L’aggressività fa evidentemente parte della natura umana e gli uomini sono più aggressivi delle donne: questo è il “succo” del capitolo.
Poi, aggiungo io basandomi su quanto letto, ci sono due indicatori che determinano se una persona compierà un atto di violenza (non necessariamente fisica ma anche sociale): 1. una soglia di violenza; 2. un livello di autocontrollo. Quando il livello di autocontrollo scende sotto la soglia si ha l’episodio di violenza.
Questi indicatori possono sembrare simili: io mi immagino però la soglia come qualcosa di abbastanza fisso e strutturale per il singolo mentre l’autocontrollo più variabile e dipendente dalle contingenze.
Numerosi fattori possono alterare questi due indicatori: il testosterone (di regola molto più alto negli uomini) aumenta la soglia; l’alcool abbassa l’autocontrollo etc.
I fattori sono molteplici ma alla fine si potrebbero raggruppare tutti in una tabella che mostri quale indicatore alzano o abbassano.
Secondo me, in questa maniera, sarebbero bastati un paio di sottocapitoli.
Invece un sacco di spazio viene dedicato a quella che mi pare un’ovvietà: i bambini possono imparare la violenza dagli adulti, dalla televisione e dai (terribili) videogiochi.
A me pare un’ovvietà perché sappiamo che i bambini sono progettati biologicamente per assorbire tutte le informazioni in cui si imbattono.
Contemporaneamente credo che le ricerche sui bambini non si possano estendere automaticamente agli adulti o che gli effetti di un abbassamento del livello del controllo si estendano oltre poche ore dalla cessazione dello stimolo (per esempio il film o il videogioco).
Studi sui bambini “dimostrano” che quelli che guardano in tivvù spettacoli più violenti anche da adulti lo sono di più. Insomma, nella mia terminologia, gli spettacoli violenti aumenterebbero la soglia di violenza, perché si tratterebbe di un effetto permanente.
Io però rimango scettico: non posso scendere nei dettagli (alcuni dei quali non sono neppure noti) senza spiegare gli esperimenti in questione. Mi limito quindi a spiegare l’origine dei miei dubbi.
Io credo che la violenza sia principalmente frutto della situazione sociale e delle diseguaglianze: il bambino che diventa violento guardando per 7 ore al giorno la televisione è un bambino abbandonato alla televisione da genitori che hanno a loro volta altri problemi; la violenza che guarda in tivvù è lo specchio della violenza che vede in famiglia o nel quartiere in cui vive.
Quindi sì, alla fine magari effettivamente anche la televisione può contribuire un poco ad aumentare il livello di violenza complessivo ma essa ha un impatto di 1 contro quello di 10 provocato dal disagio provocato dalla diseguaglianza.

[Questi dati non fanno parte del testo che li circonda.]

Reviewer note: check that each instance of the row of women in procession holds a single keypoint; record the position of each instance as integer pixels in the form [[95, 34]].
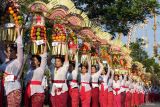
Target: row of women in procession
[[84, 66], [71, 84]]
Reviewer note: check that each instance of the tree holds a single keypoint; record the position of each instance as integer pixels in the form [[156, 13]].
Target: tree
[[140, 55], [118, 15]]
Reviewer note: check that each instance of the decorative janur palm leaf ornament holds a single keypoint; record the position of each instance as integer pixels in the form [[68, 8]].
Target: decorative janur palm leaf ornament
[[10, 16], [72, 43], [94, 54], [85, 50], [59, 36], [38, 29]]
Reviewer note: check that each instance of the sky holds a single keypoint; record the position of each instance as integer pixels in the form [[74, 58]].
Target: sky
[[146, 32]]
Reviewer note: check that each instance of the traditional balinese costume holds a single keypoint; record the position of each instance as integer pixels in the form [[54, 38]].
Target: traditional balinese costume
[[73, 86], [34, 94], [103, 95], [95, 87], [10, 83], [59, 89]]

Se si volesse effettivamente una società meno violenta non basterebbe mostrare a bambini e adolescenti solo programmi come “Peppa Pig” ma si dovrebbe abbattere le diseguaglianze sociali.

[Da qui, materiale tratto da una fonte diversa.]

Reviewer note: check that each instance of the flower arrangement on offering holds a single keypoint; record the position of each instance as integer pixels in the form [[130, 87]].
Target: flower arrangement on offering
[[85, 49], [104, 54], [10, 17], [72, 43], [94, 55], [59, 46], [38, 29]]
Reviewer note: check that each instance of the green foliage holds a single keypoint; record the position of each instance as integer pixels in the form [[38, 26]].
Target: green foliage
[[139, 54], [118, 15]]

Parimenti la violenza della società moderna è in aumento non perché la tivvù e i videogiochi sono sempre più violenti ma perché le società occidentali stanno divenendo sempre più ingiuste e squilibrate.
Per questo tutta l’attenzione che i libro dà a questi elementi, nel complesso secondari, mi sembra non solo eccessiva ma anche controproducente perché nasconde quali siano i veri fattori che portano alla violenza della società moderna.

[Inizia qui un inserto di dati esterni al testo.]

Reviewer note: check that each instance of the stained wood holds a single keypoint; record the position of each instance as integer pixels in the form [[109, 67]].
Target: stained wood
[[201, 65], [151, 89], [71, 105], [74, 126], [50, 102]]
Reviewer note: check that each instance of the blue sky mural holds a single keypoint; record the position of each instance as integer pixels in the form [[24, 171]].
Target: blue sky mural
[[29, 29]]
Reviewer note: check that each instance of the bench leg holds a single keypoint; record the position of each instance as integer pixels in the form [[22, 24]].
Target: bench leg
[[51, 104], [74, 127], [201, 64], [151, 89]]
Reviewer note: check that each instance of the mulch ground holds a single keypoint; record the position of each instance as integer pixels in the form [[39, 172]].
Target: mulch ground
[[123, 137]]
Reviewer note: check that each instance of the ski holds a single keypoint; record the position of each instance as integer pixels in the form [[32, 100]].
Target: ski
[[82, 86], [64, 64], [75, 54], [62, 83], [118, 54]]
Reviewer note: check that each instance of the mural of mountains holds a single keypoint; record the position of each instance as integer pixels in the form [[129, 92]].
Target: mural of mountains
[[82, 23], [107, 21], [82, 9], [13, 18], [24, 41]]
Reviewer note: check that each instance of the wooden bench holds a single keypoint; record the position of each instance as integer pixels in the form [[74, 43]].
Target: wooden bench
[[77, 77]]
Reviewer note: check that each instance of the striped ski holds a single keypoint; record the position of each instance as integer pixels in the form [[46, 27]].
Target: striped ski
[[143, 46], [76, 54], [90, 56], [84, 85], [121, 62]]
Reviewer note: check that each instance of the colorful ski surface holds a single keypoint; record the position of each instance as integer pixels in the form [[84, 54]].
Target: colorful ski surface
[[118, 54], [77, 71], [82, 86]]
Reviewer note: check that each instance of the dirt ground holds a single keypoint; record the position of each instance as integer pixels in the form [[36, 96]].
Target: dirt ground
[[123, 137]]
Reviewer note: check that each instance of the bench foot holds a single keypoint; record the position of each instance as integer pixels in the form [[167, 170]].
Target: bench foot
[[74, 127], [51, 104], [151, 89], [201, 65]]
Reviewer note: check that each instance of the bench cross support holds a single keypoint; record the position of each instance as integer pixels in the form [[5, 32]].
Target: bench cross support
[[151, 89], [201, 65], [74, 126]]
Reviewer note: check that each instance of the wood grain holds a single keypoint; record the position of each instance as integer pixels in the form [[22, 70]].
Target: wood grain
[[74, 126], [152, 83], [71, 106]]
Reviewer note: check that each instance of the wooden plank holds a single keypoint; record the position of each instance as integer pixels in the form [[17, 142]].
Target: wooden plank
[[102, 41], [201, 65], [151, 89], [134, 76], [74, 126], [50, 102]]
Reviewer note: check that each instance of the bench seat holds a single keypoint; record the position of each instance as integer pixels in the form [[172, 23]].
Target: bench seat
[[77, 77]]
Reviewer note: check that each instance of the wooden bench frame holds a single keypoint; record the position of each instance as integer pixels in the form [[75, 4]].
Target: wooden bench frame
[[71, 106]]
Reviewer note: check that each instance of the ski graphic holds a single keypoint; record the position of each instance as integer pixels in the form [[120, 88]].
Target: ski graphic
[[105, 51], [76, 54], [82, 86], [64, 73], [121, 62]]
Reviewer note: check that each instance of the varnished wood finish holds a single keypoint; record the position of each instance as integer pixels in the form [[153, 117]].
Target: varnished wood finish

Intendiamoci, sono mi pare, più o meno, a metà capitolo e devo ancora leggermi il “pippone” specifico sulla “pericolosità” dei videogiochi violenti: magari nel prosieguo verrà data maggiore enfasi ai fattori sociali ed economici che portano alla violenza ma, da come è stato impostato fino a questo momento il discorso, ne sarei sorpreso…
Conclusione: non lo so, forse alla fine quello ideologizzato sono io e non il testo! Rimane però il fatto che il libro, concentrandosi sui fattori secondari che portano alla violenza, fa perdere di vista i principali.